Carrey, thankfully, turns in an antic-free performance. For the most part, he stays out of the way of the material; when called upon to do so, he summons up a sadness that only comic actors can.
Just about everything that takes place outside of Joel’s head doesn’t work, as if to explain why he withdrew in the first place. Various plots involving the team of scientists performing the operation (Tom Wilkinson, Mark Ruffalo, Kirsten Dunst, Elijah Wood) range from half-formed to wholly annoying. And the structure of the film, already nonlinear, didn’t need the added confusion of starting in the middle.
To get hung up on whats and whys and could’ve/should’ve beens, though, is to miss the point entirely. We are made of memories, but need new ones to grow. It is springtime. Open up the house and let the sunshine in.
“Look, I can go backwards!”
So brags a roller-skating tot to a neighbor, early on in the remake of George A. Romero’s 1978 classic ‘Dawn of the Dead.’ It could also be the misguided boast of an entire generation of genre filmmakers.
The Romero film was a gargantuan epic of independent filmmaking. Opportunistically shot in a soon-to-open shopping mall outside Pittsburgh, its intelligent script and sawed-off shotgun execution transcended budget and genre, mixing suspenseful action-horror with biting social satire, horrific unrated gore with slapstick.
Zack Snyder’s remake keeps the central concept: The reanimated dead are roaming the earth, attacking the living; a group of desperate humans barricade themselves inside a shopping mall. But this is a zombie film in more than one respect. The higher brain functions are gone. As are a lot of the guts.
This is no surprise. That’s what remakes can do, show movies how far they’ve come or how far they’ve fallen. When Snyder’s flick starts to regurgitate one of Romero’s more famous bits of dialogue, about why the zombies are congregating around a shopping mall of all places... it stops short. “They’re after the place,” the film leaves out, embarrassed. “This was an important place in their lives.”
Why harp on what the original was, and what this version is not? Because this new one simply isn’t enough. This is the ‘Dawn’ we deserve, now: A serviceable popcorn flick.

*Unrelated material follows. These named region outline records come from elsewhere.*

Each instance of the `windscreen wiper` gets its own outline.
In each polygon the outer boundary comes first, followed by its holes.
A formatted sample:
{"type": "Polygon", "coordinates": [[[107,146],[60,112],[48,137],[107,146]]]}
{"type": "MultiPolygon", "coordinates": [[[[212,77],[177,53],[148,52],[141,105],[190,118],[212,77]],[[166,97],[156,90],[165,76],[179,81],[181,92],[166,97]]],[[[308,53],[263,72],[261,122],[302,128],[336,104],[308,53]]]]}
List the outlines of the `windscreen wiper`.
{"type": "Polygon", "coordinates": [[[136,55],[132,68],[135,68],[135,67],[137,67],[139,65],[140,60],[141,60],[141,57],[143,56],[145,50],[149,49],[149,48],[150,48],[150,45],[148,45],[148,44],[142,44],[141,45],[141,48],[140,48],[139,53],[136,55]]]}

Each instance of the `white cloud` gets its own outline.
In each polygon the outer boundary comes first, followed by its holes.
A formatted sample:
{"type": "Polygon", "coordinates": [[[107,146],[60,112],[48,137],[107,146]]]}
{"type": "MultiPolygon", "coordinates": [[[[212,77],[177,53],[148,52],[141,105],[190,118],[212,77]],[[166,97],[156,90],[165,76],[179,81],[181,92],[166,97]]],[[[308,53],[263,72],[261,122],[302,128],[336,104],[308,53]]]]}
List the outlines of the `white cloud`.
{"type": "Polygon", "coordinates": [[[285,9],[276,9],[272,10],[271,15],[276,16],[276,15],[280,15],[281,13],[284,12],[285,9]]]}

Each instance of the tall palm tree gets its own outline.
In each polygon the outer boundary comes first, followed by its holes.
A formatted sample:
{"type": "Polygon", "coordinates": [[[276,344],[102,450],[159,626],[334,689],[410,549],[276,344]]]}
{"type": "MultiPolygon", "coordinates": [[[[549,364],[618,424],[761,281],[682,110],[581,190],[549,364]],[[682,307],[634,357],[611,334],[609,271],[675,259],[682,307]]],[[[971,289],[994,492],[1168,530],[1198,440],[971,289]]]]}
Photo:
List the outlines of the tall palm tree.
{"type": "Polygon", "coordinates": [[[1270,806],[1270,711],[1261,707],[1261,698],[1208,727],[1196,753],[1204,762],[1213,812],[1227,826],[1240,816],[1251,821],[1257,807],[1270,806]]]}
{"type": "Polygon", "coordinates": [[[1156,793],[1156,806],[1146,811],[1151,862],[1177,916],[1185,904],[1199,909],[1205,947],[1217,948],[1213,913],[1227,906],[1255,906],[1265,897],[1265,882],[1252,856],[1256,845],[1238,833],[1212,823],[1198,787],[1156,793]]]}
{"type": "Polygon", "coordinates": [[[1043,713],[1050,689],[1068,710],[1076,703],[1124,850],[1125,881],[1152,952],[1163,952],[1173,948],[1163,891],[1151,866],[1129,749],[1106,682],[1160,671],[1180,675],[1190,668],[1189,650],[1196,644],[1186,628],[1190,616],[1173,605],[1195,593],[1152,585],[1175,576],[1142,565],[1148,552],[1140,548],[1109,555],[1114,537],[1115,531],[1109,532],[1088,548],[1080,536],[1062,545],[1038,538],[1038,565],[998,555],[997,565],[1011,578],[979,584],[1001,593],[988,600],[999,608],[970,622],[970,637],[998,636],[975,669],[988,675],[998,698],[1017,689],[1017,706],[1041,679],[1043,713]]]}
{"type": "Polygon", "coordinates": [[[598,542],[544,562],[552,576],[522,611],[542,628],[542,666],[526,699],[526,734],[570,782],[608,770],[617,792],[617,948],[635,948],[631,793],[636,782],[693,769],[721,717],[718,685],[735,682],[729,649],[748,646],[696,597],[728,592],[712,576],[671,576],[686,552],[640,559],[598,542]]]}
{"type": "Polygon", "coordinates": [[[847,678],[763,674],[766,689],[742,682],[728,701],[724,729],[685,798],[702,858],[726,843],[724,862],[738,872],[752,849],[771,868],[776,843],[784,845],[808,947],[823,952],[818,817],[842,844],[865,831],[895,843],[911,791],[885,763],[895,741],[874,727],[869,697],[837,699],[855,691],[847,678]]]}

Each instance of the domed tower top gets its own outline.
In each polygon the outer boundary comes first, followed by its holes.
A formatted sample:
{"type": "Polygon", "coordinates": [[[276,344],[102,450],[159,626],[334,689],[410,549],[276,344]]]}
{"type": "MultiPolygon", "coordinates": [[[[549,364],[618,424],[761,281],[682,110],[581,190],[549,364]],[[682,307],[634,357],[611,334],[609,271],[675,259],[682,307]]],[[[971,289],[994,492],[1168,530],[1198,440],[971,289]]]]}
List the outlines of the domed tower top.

Its zombies are of the ’28 Days Later’ variety – faster, emptier, and R-rated (ixnay on the real violence until Universal can sell you an unrated Director’s Cut DVD). The speed is more ADD than accelerated culture. They’re “Boo!” monsters, no reflection of us; there’s no time for reflection, here. And there are more humans in the mall, this time: All the better to load up on the attractive women, and to avoid character development.
The embodiment of the movie is its main hero: Jake Weber’s Michael is a bland underachiever. He’s never been able to hold on to a job, or a woman. He seems to have found his calling playing the leader of “Survivor: Mall,” but still doesn’t get that much screen time. And that’s the film: Aimless, undermotivated, forgettable.
No denying there are some good moments. There’s a moving long-distance relationship with a stranded gun shop owner. There are a few laughs, including some literal potshots at celebrity culture. And the closing credits have a video-bred urgency that the rest of the film lacks.
Ultimately, the 2004 version of ‘Dawn of the Dead’ is just an okay way to kill a couple hours without having to worry about them coming back to stalk you later.
(The Work of Director Michel Gondry was recently released on DVD by Palm Pictures, and is highly recommended. The original 1978 version of Dawn of the Dead has just been released on DVD by Anchor Bay; a Special Edition of the same is due later this year.)